Optimizing XC instantiation for GPUs#1262
Conversation
|
This MPI failure we start to see a bit more consistently now. I'm a bit confused about it. |
I am also utterly confused. It certainly started happening after the extension of the MPI tests (#1248). It is hard to pin down, but I'll try and find out if the crash is systematically triggered by the same test or not. |
|
I generalized the dual existence of scalar and vectorized functions for all I chose to implement the vectorized functions at the lowest level of Psp, e.g. in Edit: concerning the failing MPI tests, it looks like failure always happen in the same test, namely in |
mfherbst
left a comment
There was a problem hiding this comment.
I think I agree with this mostly. We should see if we can remove some code duplication at the element level by deferring the vector -> map over single elements dispatch fully towards the dispatches on PSP structs.
|
I reorganized a bit, and I was able to reduce code duplication in |
|
@abussy I finally got around to giving this another look. My model was that this abstract type Element end
function evaluate(x::Element, ps::AbstractVector)
map(p -> evaluate(x, p), ps)
end
struct ElementPsp{T} <: Element
inner::T
end
evaluate(x::ElementPsp, ps) = evaluate(x.inner, ps)

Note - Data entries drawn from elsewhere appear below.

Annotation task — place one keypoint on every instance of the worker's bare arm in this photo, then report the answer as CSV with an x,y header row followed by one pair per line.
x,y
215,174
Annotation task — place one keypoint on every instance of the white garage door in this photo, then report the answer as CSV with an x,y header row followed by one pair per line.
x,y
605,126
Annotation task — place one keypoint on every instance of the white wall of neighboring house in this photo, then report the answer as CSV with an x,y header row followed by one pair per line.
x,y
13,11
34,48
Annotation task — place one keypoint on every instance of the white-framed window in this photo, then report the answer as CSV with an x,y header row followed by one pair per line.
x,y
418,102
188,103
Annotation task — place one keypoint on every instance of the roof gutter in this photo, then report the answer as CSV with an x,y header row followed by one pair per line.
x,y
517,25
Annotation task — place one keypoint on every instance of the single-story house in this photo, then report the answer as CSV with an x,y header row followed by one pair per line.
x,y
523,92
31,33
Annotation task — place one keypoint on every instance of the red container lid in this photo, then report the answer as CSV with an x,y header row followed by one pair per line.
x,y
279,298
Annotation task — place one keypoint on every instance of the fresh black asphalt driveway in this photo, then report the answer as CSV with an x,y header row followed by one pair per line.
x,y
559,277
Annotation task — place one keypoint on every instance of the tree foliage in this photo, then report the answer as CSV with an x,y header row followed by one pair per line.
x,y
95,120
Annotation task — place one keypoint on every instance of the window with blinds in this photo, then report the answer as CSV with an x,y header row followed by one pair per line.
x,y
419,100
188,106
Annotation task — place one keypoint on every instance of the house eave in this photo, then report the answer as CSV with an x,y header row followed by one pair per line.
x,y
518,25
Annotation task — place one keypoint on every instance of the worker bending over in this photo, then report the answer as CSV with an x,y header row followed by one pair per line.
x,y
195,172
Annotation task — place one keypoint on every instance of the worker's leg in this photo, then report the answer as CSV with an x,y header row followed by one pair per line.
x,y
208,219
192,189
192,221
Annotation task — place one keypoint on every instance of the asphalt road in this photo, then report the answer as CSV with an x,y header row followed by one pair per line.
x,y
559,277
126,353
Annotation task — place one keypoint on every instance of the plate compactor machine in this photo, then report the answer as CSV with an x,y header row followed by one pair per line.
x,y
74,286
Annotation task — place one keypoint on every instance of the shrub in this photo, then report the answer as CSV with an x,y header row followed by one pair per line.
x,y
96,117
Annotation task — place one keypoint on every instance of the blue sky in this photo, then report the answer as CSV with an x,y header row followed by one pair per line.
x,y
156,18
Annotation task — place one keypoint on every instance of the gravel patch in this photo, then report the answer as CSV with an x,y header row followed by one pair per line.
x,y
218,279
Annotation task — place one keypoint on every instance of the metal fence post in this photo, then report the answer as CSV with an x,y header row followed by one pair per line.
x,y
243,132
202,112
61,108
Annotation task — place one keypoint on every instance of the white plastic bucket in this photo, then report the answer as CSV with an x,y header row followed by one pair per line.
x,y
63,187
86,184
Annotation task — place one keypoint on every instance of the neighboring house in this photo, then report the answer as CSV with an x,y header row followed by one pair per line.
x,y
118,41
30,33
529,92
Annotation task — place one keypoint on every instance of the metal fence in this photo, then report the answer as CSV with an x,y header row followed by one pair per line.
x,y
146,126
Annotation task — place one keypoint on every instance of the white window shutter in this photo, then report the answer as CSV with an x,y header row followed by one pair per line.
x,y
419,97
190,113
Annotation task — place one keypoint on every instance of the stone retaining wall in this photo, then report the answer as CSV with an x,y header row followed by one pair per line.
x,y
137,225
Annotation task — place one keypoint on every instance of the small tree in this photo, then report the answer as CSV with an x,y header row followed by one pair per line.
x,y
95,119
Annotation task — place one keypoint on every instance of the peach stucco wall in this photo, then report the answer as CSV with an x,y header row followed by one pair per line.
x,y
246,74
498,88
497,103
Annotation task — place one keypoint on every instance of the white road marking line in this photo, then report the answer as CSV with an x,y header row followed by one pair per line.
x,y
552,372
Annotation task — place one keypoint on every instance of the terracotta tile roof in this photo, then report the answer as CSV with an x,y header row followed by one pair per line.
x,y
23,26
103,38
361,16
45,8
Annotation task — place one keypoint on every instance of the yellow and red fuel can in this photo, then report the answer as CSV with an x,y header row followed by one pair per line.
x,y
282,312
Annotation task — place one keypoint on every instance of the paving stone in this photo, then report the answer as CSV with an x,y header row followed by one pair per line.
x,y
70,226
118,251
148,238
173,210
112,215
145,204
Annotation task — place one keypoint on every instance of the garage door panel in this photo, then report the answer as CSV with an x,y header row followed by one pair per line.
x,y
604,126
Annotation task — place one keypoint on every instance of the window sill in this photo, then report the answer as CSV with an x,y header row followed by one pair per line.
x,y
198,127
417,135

evaluate(x::ElementPsp, ps::AbstractVector) = evaluate(x.inner, ps::AbstractVector) # <--- This resolves ambiguity
struct ZeroElement <: Element end
evaluate(::ZeroElement, p::Number) = 0
abstract type NormConservingPsp end
struct OnePsp <: NormConservingPsp end
struct OtherPsp <: NormConservingPsp end
function evaluate(x::NormConservingPsp, ps::AbstractVector)
map(p -> evaluate(x, p), ps)
end
evaluate(::OnePsp, p::Number) = 1
evaluate(::OtherPsp, ps::AbstractVector) = copy(ps)

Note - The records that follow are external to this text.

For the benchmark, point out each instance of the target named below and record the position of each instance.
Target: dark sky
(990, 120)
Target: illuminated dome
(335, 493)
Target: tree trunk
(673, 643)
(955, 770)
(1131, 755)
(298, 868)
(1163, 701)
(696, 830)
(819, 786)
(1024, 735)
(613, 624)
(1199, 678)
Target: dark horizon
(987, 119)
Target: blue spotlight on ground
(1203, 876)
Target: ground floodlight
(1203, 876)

evaluate(::OtherPsp, p::Number) = p+1
@assert evaluate(ElementPsp(OnePsp()), [2, 4]) == [1, 1]
@assert evaluate(ElementPsp(OnePsp()), 2) == 1
@assert evaluate(ElementPsp(OtherPsp()), [2, 4]) == [2, 4]
@assert evaluate(ElementPsp(OtherPsp()), 2) == 3 works fine, but only after the highlighted line is added. A silicon calculation runs. Let's see what the tests say and then I'll also try it on a GPU. |
|
Ok I think there is another problem in the logic here. Now eval_psp_projector_fourier(psp::NormConservingPsp, i, l, p::AbstractVector) =
eval_psp_projector_fourier(psp, i, l, norm(p))
# Fallback vectorized implementation for non GPU-optimized code.
function eval_psp_projector_fourier(psp::NormConservingPsp, i, l,
ps::AbstractVector{T}) where {T <: Real}
arch = architecture(ps)
to_device(arch, map(p -> eval_psp_projector_fourier(psp, i, l, p), to_cpu(ps)))
end The idea of the first function was to take the norm for you, for convenience. i.e. you could just call the function on [1, 0, 0] and it would implicitly call the function with norm Removing the versions which implicitly take the norm (which is what I propose) has the additional advantage that it should remove the method ambiguities and all the annoying macro magic could be removed also at the PSP level. |
|
@abussy I have not checked the perf implications, but the current code runs on the GPU without any issues and looks reasonably clean. Could you check this completes the intention of your PR without regression ? If yes, I'd say we merge this. |
This PR optimizes the instantiation of the XC term on the GPU, with a particularly large impact when Duals are involved (stress and response calculations). It follows the same design patterns as #1163.
Particular care was given to the
hankelfunction inworkarounds/forwarddiff_rules.jl, in order to make it GPU compatible. A side effect is the suppression of allocations, which also marginally (few %) speeds-up Xc instantiation on the CPU.For illustration, here are XC instantiation timings for the input below (stress of a 3x3x3 rattled aluminium supercell):